Now open the terminal, navigate to a directory where you want to store the repo and execute
$ cd /home/user
$ git clone the-copied-url
Once thats done, you will see that we now have a new directory with the name of the repo. Lets navigate into the directory and create a README file
$ cd new-repo-dir
$ touch README.md
We just created a README file, which is used to give a brief introduction of the project to anybody who visits our project page on Github. The README is in markdown format, follow the link to learn more.
Now that we created the README, lets commit the file. Commiting is the process of registering the changes we have made with git. It consists of two steps. Adding the file, which causes git to start tracking our file and then the actual commit process.
$ git add .
See that . (dot)? It asks git to add all the files in our directory, sparing you from the task of manually adding each file. Next is the commit command.
$ git commit -m "the commit message"
At this point, git would have probably interrupted you asking for your name and email address.

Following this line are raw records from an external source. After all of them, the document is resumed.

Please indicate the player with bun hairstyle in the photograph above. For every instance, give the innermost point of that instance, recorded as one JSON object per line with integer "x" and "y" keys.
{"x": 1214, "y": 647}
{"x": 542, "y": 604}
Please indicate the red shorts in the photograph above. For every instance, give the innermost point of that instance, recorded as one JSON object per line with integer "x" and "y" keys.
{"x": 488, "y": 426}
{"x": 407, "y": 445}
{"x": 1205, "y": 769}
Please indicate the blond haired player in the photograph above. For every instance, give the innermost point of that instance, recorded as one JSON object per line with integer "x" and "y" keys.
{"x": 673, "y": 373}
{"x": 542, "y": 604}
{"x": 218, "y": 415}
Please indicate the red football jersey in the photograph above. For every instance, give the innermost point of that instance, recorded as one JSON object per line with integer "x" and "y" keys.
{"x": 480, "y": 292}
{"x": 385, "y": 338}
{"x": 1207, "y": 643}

Type it in
$ git config --global user.name "You full name"
$ git config --global user.email email@example.com
Now lets get back to commiting. Execute the commit command again. See the commit message? it gives a very short info on what actually comprises of the commit.
Once you start a serious project, commits will start piling up and the commit message will be your only way to know what comprises of a commit other than ofcourse manually reading the whole source file :D
Once this is done, we can upload the commit to Github. This is called pushing. Enter your Github credentials when Git asks for it and… it should do the trick.
$ git push
Git can do lots of awesome stuff. But right now, this will suffice. Just remember to do small, frequent commits as this will allow you to easily trace your code changes.